Ah, yes, that seems to be the case. Thanks for the pointer! Also the
discussion is enlightening. It looks like there hasn't been much
happening in that bug so I'll need to consider any other options.
--Ere
Jan Høydahl kirjoitti 29.4.2021 klo 11.48:
I think you are hitting this bug
https://issues.apache.org/jira/browse/SOLR-12779
Jan
29. apr. 2021 kl. 08:51 skrev Ere Maijala <ere.maij...@helsinki.fi>:
Hello Markus,
Thanks for the reply. I'm not sure I understand. The docs state the
following:
"The default value of mm is 0% (all clauses optional), unless q.op is
specified as "AND", in which case mm defaults to 100% (all clauses
required)."
(
https://solr.apache.org/guide/8_8/the-dismax-query-parser.html#TheDisMaxQueryParser-Themm_MinimumShouldMatch_Parameter
)
And obviously it has effect. You can also replace q.op=AND with
mm=100%25 in my examples with the same results. The multi-word synonym
makes the query explained by debugQuery=true seem wrong to me in that it
requires all terms to match in the same field, whereas normally the match
can be found in any of the fields listed in qf. For example this is the
query from my first example:
+(+DisjunctionMaxQuery((name:corsair | manu:corsair | cat:corsair))
+DisjunctionMaxQuery((name:microsystems | manu:microsystems |
cat:microsystems)) +DisjunctionMaxQuery((name:memory | manu:memory |
cat:memory)))
Using the synonym instead of `corsair microsystems` produces this:
+(+((+name:corsair +name:microsystems +name:memory) | (+manu:corsair
+manu:microsystems +manu:memory) | (+cat:cmi +cat:memory)))

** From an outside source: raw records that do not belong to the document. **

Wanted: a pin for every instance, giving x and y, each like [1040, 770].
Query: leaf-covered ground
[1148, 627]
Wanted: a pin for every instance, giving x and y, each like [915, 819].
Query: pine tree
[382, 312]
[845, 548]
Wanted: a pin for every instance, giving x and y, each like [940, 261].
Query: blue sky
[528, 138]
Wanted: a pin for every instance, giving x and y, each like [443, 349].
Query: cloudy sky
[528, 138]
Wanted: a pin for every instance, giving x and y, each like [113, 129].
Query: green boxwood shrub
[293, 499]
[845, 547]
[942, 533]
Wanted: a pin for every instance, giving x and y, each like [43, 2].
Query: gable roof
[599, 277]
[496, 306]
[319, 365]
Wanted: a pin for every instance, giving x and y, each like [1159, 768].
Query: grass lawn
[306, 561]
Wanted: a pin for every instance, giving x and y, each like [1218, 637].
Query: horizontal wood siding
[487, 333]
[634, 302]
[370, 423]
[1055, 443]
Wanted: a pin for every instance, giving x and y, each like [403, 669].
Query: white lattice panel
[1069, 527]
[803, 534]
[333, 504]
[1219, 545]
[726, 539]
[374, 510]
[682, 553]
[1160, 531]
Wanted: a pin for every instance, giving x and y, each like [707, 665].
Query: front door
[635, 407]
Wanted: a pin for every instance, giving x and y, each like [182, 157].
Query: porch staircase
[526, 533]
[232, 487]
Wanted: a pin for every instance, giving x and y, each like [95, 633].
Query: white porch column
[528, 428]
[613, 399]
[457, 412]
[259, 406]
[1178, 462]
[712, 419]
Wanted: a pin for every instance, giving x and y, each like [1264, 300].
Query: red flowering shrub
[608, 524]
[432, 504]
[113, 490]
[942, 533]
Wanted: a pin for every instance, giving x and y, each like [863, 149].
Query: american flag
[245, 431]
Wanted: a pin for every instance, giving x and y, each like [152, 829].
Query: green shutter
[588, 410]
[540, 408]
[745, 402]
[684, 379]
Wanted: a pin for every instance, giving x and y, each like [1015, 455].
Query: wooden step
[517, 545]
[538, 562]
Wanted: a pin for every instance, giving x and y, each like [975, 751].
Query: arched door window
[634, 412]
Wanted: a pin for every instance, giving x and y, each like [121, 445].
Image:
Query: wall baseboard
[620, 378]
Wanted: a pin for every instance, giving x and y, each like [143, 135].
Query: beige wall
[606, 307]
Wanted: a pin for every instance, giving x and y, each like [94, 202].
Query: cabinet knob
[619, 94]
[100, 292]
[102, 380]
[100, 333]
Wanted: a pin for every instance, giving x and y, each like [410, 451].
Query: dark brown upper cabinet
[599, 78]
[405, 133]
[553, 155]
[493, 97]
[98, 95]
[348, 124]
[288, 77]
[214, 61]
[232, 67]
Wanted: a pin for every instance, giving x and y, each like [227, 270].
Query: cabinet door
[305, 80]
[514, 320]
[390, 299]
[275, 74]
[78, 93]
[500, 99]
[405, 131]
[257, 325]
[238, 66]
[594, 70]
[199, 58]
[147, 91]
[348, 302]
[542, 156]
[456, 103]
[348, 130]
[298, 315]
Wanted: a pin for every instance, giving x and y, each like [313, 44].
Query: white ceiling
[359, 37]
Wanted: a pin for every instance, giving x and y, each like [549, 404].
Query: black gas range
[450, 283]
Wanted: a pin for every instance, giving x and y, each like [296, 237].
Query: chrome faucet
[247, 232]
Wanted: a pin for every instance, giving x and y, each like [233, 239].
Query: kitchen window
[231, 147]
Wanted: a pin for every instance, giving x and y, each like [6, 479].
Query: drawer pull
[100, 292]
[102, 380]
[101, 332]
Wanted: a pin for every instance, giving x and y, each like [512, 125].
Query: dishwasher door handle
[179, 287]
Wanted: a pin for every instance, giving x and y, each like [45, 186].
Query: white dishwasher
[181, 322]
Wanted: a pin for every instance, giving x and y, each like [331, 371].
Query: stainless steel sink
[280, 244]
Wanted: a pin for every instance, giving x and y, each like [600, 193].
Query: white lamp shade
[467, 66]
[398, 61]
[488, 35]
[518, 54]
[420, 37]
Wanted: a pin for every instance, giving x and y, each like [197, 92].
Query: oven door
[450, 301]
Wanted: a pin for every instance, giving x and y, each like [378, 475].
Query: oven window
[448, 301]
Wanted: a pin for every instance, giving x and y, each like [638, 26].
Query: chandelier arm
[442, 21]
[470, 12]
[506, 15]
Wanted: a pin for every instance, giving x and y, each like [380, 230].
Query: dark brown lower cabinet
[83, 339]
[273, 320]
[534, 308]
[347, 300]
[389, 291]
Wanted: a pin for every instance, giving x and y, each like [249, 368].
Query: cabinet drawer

We don't use stopwords. mm.autoRelax does not make a difference here.
Best,
Ere
Markus Jelsma kirjoitti 28.4.2021 klo 16.20:
Hello Ere,
The q.op parameter is not a dismax parameter. instead i think you are
being
bitten bij de mm parameter [1] which by default is 100%, meaning all
terms
must match. Multi word synonym handing and mm are not a very intuitive
match, and can lead to crazy problems. Also beware of mm and stopword
handling and check out mm.autoRelax [2]. But it is best not to use
stopwords at all.
Check it out,
Markus
[1] https://solr.apache.org/guide/6_6/the-dismax-query-parser.html
[2]
https://solr.apache.org/guide/6_6/the-extended-dismax-query-parser.html
Op wo 28 apr. 2021 om 15:02 schreef Ere Maijala <
ere.maij...@helsinki.fi>:
Hi,
Here's one that I can't wrap my head around. The main question is: why
are the search terms treated differently in eDisMax if the query
expands
to a multi-word synonym, and there are different field types and
q.op=AND?
This gets complicated quickly, so I tried to reproduce the results
with
the techproducts example:
1. Start with vanilla Solr 8.8.2
2. echo "cor => Corsair" >>
server/solr/configsets/sample_techproducts_configs/conf/synonyms.txt
4. echo "cmi => Corsair Microsystems" >>
server/solr/configsets/sample_techproducts_configs/conf/synonyms.txt
4. bin/solr start -e techproducts
Now, a basic query that works fine produces 2 results:
http://localhost:8983/solr/techproducts/select?q=corsair+microsystems+memory&debugQuery=true&defType=edismax&qf=name+manu+cat&q.op=AND
But if I use the synonym, I don't get any results:
http://localhost:8983/solr/techproducts/select?q=cmi+memory&debugQuery=true&defType=edismax&qf=name+manu+cat&q.op=AND
If I leave cat field out, however, I get 2 results:
http://localhost:8983/solr/techproducts/select?q=cmi+memory&debugQuery=true&defType=edismax&qf=name+manu&q.op=AND
Also if leave q.op out and add AND between the terms, I get 2 results
even with the cat field:
http://localhost:8983/solr/techproducts/select?q=cmi+AND+memory&debugQuery=true&defType=edismax&qf=name+manu+cat
The single-word synonym works just fine:
http://localhost:8983/solr/techproducts/select?q=cor+memory&debugQuery=true&defType=edismax&qf=name+manu+cat&q.op=AND
Can anyone shine a light on what's happening here?
Additional notes:
1. This is a simplified example, and the real-world case is much more
complicated. It has our custom class create the synonyms for compound
words in Finnish, and the queries come from users.
2. As far as I can see mm doesn't affect the results in any meaningful
way, but I just might be doing something wrong.
3. I included the debugQuery parameter so that it's easy to see how
different the queries become.
Best Regards,
Ere
--
Ere Maijala
Kansalliskirjasto / The National Library of Finland
--
Ere Maijala
Kansalliskirjasto / The National Library of Finland
--
Ere Maijala
Kansalliskirjasto / The National Library of Finland